Regression without intercept in R and Stata - r

Recently, I stumbled upon the fact that Stata and R handle regressions without intercept differently. I'm not a statistician, so please be kind if my vocabulary is not ideal.
I tried to make the example somewhat reproducible. This is my example in R:
> set.seed(20210211)
> df <- data.frame(y = runif(50), x = runif(50))
> df$d <- df$x > 0.5
>
> (tmp <- tempfile("data", fileext = ".csv"))
[1] "C:\\Users\\s1504gl\\AppData\\Local\\Temp\\1\\RtmpYtS6uk\\data1b2c1c4a96.csv"
> write.csv(df, tmp, row.names = FALSE)
>
> summary(lm(y ~ x + d, data = df))
Call:
lm(formula = y ~ x + d, data = df)
Residuals:
Min 1Q Median 3Q Max
-0.48651 -0.27449 0.03828 0.22119 0.53347
Coefficients:
Estimate Std. Error t value Pr(>|t|)
(Intercept) 0.4375 0.1038 4.214 0.000113 ***
x -0.1026 0.3168 -0.324 0.747521
dTRUE 0.1513 0.1787 0.847 0.401353
---
Signif. codes: 0 ‘***’ 0.001 ‘**’ 0.01 ‘*’ 0.05 ‘.’ 0.1 ‘ ’ 1
Residual standard error: 0.2997 on 47 degrees of freedom
Multiple R-squared: 0.03103, Adjusted R-squared: -0.0102
F-statistic: 0.7526 on 2 and 47 DF, p-value: 0.4767
> summary(lm(y ~ x + d + 0, data = df))
Call:
lm(formula = y ~ x + d + 0, data = df)
Residuals:
Min 1Q Median 3Q Max
-0.48651 -0.27449 0.03828 0.22119 0.53347
Coefficients:
Estimate Std. Error t value Pr(>|t|)
x -0.1026 0.3168 -0.324 0.747521
dFALSE 0.4375 0.1038 4.214 0.000113 ***
dTRUE 0.5888 0.2482 2.372 0.021813 *
---
Signif. codes: 0 ‘***’ 0.001 ‘**’ 0.01 ‘*’ 0.05 ‘.’ 0.1 ‘ ’ 1
Residual standard error: 0.2997 on 47 degrees of freedom
Multiple R-squared: 0.7196, Adjusted R-squared: 0.7017
F-statistic: 40.21 on 3 and 47 DF, p-value: 4.996e-13
And here is what I have in Stata (please note that I have copied the filename from R to Stata):
. import delimited "C:\Users\s1504gl\AppData\Local\Temp\1\RtmpYtS6uk\data1b2c1c4a96.csv"
(3 vars, 50 obs)
. encode d, generate(d_enc)
.
. regress y x i.d_enc
Source | SS df MS Number of obs = 50
-------------+---------------------------------- F(2, 47) = 0.75
Model | .135181652 2 .067590826 Prob > F = 0.4767
Residual | 4.22088995 47 .089806169 R-squared = 0.0310
-------------+---------------------------------- Adj R-squared = -0.0102
Total | 4.3560716 49 .08889942 Root MSE = .29968
------------------------------------------------------------------------------
y | Coef.
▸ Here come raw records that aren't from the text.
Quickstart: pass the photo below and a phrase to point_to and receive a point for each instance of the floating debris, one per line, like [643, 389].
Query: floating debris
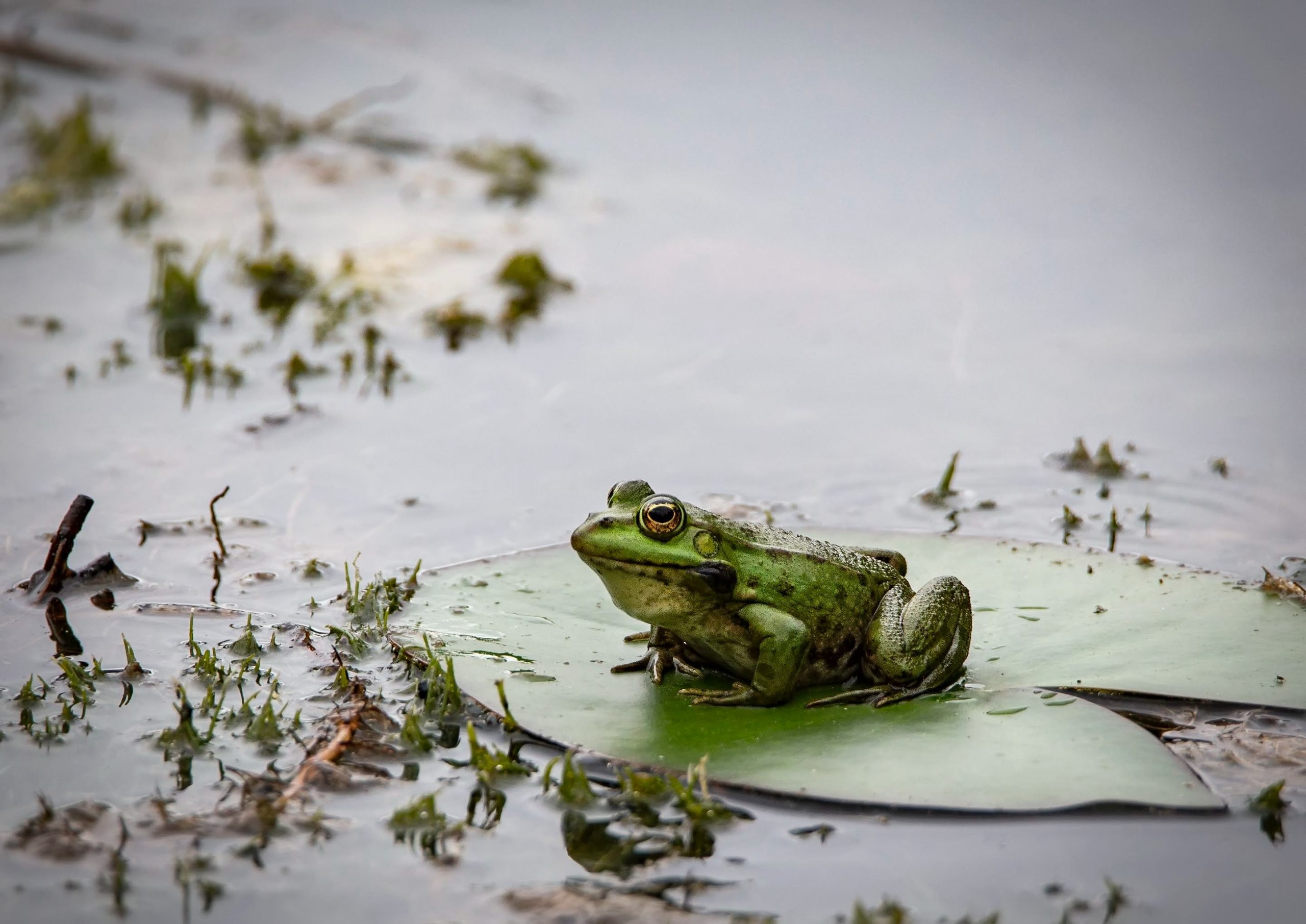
[138, 211]
[1102, 463]
[1284, 587]
[531, 285]
[1070, 522]
[939, 496]
[281, 283]
[66, 160]
[422, 825]
[455, 323]
[515, 170]
[820, 830]
[61, 834]
[175, 302]
[1270, 804]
Std. Err. t P>|t| [95% Conf. Interval]
-------------+----------------------------------------------------------------
x | -.1025954 .3168411 -0.32 0.748 -.7399975 .5348067
|
d_enc |
TRUE | .1512977 .1786527 0.85 0.401 -.2081052 .5107007
_cons | .4375371 .103837 4.21 0.000 .2286441 .6464301
------------------------------------------------------------------------------
. regress y x i.d_enc, noconstant
Source | SS df MS Number of obs = 50
-------------+---------------------------------- F(2, 48) = 38.13
Model | 9.23913703 2 4.61956852 Prob > F = 0.0000
Residual | 5.81541777 48 .121154537 R-squared = 0.6137
-------------+---------------------------------- Adj R-squared = 0.5976
Total | 15.0545548 50 .301091096 Root MSE = .34807
------------------------------------------------------------------------------
y | Coef. Std. Err. t P>|t| [95% Conf. Interval]
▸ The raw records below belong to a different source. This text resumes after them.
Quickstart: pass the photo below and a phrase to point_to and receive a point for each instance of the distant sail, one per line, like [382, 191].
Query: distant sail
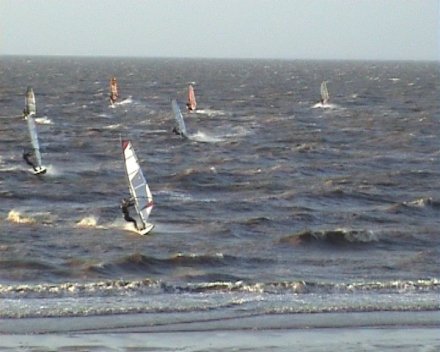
[181, 129]
[138, 186]
[36, 146]
[324, 93]
[114, 94]
[191, 104]
[29, 102]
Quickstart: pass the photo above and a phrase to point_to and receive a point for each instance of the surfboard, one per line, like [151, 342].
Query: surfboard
[181, 128]
[138, 187]
[40, 169]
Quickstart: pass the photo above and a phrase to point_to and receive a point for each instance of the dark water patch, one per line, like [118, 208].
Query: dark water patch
[337, 237]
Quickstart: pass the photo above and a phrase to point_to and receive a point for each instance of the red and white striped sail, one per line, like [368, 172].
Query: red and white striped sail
[191, 104]
[138, 186]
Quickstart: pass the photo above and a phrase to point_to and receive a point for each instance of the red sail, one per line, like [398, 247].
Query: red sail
[113, 90]
[191, 104]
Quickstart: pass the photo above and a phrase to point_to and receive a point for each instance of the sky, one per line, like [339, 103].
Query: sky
[281, 29]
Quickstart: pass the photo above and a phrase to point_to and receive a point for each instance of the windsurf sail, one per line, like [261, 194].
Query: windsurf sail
[36, 146]
[137, 184]
[324, 93]
[29, 102]
[114, 94]
[191, 104]
[180, 129]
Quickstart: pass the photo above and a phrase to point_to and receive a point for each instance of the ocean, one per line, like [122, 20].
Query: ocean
[280, 223]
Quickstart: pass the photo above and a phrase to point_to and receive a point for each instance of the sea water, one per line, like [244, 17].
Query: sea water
[275, 216]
-------------+----------------------------------------------------------------
x | .976214 .2167973 4.50 0.000 .5403139 1.412114
|
d_enc |
TRUE | -.2322011 .1785587 -1.30 0.200 -.5912174 .1268151
------------------------------------------------------------------------------
As you can see, the results of the regression with intercept are identical. But if I omit the intercept (+ 0 in R, , noconstant in Stata), the results differ. In R, the intercept is now captured in dFALSE, which is reasonable from what I understand. I don't understand what Stata is doing here. Also the degrees of freedom differ.
My questions:
Can anyone explain to me how Stata is handling this?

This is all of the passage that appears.